Zeynep Bornovalı: Hem de çok ama ben kişinin o anda aldatıp aldatmadığını yazısından bilemem, ancak çokeşliliğe yatkınlığı var mı yok mu, onu söyleyebilirim. Dolayısıyla, bu soruyu evlenmeden önce sorsalar çok daha iyi!

Hülya Yıldırım: İnsanın yazısı zamanla değişiyor. Günden güne bile el yazısı değişenler var. Bu takdirde, el yazısından gerçek bilgilere ulaşmak ne kadar mümkün?

Zeynep Bornovalı: Çektirdiğimiz fotoğraflar nasıl fotoğraf çekilirkenki halimizi gösteriyorsa, yazı da öyledir. Yaptırdığımız sağlık analizleri de aynı şekilde o anki sağlık durumumuzu gösterir. Yazı da, sizin o yazıyı yazdığınız andaki durumunuzu gösterir; geçmişi ya da geleceği göstermez. Ancak geçmişin izlerini ve etkilerini gösterebilir; psikolojik darbe gibi, ameliyat izi gibi, yara izi gibi etkisi silinmeyecek bir şey kalmışsa onu yazıda görürsünüz. Sonuçta, yazının kişiyi yansıtması asla değişmez, ama yazının görüntüsü değişebilir; çünkü zaman içinde kişinin görüntüsü de, fiziksel ve ruhsal sağlık durumu da değişir.

Hülya Yıldırım: Peki en çok uğraştıran yazılar hangileri?

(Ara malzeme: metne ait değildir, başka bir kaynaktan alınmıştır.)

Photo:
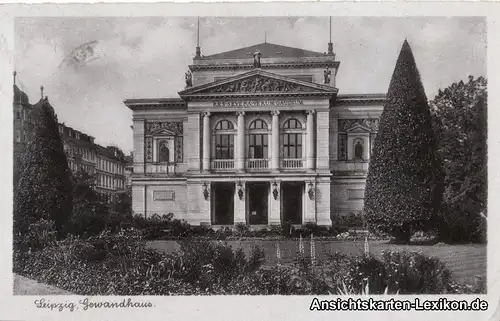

Zeynep Bornovalı: En zor yorumladığı yazıların eğitimsiz kişiler tarafından yazılanlar olduğunu söylüyor ve ekliyor: ‘3.5 gün uğraştığım yazı oldu. Eğitimlilerde beni uğraştıracak yazı nadirdir, ancak o yazıyı yazdığı sırada yatıştırıcı, ağrı kesici, antidepresan falan aldıysa zor oluyor.